I guess what it comes down to is that, while my teen years were often miserable, I had things that helped me through, and I want teenagers now to have those, too. I want to think that teens are still starting punk and indie bands, and setting up makeshift skateboard ramps in parking lots, and writing their name + the name of their crush in Sharpie on park benches and brick walls. I want the kids to have fun, and be alright.

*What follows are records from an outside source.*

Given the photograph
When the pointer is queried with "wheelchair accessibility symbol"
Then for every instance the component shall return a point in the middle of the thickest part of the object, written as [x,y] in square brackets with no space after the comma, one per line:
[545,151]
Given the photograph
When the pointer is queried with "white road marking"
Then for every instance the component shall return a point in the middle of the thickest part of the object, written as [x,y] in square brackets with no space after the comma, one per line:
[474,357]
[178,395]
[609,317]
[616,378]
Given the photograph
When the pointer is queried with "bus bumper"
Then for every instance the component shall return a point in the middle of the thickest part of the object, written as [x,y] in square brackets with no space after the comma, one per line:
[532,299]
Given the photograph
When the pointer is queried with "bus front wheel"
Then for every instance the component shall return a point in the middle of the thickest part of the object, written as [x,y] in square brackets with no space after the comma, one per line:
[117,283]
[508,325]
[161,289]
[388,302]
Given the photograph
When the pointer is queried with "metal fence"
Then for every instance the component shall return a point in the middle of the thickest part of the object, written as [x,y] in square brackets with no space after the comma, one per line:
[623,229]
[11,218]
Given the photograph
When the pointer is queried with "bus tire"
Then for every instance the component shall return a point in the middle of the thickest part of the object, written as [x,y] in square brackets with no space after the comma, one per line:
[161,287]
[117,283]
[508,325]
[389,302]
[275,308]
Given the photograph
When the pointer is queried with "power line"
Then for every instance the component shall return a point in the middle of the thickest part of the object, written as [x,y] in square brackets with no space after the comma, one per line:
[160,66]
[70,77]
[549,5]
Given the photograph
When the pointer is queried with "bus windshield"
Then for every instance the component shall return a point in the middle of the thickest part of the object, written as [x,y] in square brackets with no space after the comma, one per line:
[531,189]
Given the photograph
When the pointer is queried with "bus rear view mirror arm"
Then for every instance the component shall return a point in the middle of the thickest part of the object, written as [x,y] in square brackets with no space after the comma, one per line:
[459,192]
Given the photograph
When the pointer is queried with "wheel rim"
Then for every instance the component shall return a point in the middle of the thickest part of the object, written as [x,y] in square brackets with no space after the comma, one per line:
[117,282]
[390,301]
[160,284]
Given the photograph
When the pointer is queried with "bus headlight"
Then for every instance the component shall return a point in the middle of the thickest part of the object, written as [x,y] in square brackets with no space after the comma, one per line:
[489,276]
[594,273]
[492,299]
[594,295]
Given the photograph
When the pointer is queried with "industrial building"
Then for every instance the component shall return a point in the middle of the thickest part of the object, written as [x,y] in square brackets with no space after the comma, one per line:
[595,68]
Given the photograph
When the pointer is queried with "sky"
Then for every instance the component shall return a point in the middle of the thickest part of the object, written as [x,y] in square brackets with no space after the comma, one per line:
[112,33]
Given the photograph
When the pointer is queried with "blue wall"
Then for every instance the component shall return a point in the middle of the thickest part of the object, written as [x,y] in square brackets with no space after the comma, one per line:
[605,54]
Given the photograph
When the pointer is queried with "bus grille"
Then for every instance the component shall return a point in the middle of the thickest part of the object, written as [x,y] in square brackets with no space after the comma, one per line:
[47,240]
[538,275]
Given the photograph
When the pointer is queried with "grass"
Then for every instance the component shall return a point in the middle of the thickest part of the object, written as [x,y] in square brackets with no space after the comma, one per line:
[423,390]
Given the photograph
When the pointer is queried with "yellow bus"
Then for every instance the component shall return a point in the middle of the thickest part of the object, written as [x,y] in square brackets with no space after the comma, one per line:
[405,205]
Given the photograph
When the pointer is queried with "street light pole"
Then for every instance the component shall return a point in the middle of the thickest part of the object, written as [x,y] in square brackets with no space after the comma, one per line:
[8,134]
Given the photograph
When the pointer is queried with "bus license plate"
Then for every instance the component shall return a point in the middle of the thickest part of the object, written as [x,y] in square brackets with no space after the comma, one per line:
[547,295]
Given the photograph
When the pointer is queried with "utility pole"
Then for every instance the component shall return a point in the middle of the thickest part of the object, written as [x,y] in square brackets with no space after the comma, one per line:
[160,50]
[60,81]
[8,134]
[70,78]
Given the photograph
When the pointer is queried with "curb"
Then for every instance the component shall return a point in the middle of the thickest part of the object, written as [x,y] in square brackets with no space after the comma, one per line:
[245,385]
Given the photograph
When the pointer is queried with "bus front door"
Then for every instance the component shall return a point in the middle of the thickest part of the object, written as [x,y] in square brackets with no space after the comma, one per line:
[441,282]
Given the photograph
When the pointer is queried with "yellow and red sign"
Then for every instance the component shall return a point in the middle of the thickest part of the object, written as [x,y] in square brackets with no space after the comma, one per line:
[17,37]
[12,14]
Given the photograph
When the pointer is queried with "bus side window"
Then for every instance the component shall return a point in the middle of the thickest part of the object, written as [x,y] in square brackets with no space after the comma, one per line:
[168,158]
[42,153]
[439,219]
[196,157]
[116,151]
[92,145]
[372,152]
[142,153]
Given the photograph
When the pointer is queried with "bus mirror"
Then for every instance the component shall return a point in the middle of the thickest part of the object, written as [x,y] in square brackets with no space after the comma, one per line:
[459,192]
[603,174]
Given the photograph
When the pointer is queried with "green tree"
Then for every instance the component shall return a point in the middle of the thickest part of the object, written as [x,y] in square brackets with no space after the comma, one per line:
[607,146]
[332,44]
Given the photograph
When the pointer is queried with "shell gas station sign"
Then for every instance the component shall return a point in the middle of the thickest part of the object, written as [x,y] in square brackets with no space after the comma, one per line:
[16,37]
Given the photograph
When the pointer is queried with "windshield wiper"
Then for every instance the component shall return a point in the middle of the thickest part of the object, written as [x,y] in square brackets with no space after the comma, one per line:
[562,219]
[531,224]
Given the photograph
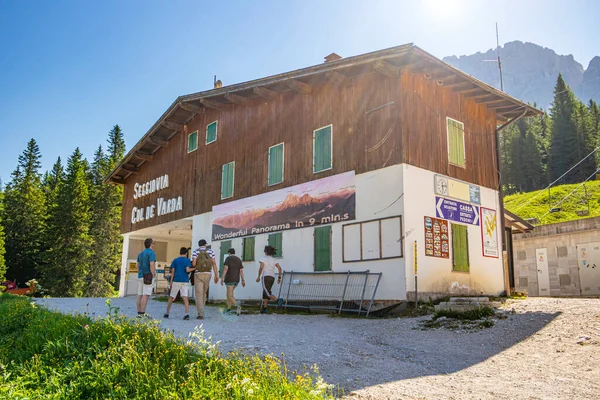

A month or so after I took the photos, I was driving on the lakeshore road that curves around behind the Y. I glanced up at it, and saw two young people, in torn jeans and black hoodies, walking towards it, with their arms around each other. I looked away for a split second, and when I looked back—they were gone. Maybe they’d disappeared into the building, or the bushes, or underneath the bleachers, to make out, or smoke a joint, or scrawl their names.
Or maybe, just maybe, I briefly glimpsed the ghosts of myself and my old friends.
Addendum (June 2025):
Walkin’ downtown one last time just before I moved away from Racine (again, for good), I saw that they were finally razing the building. So I took some more photos.
As sad as it still makes me, it seems kinda poetic that this place that meant so much to me in my teen years is getting torn down just as I’m leaving town, too.
It is fascinating how we can all be at the same places yet in such completely different worlds. Great essay.
I have a friend who says ghosts are energy stains. Like a piece of somebody left behind doing something repetitively because of its emotional or spiritual significance. I like this essay. I went to a few punk shows growing up. Not as much as I wanted to.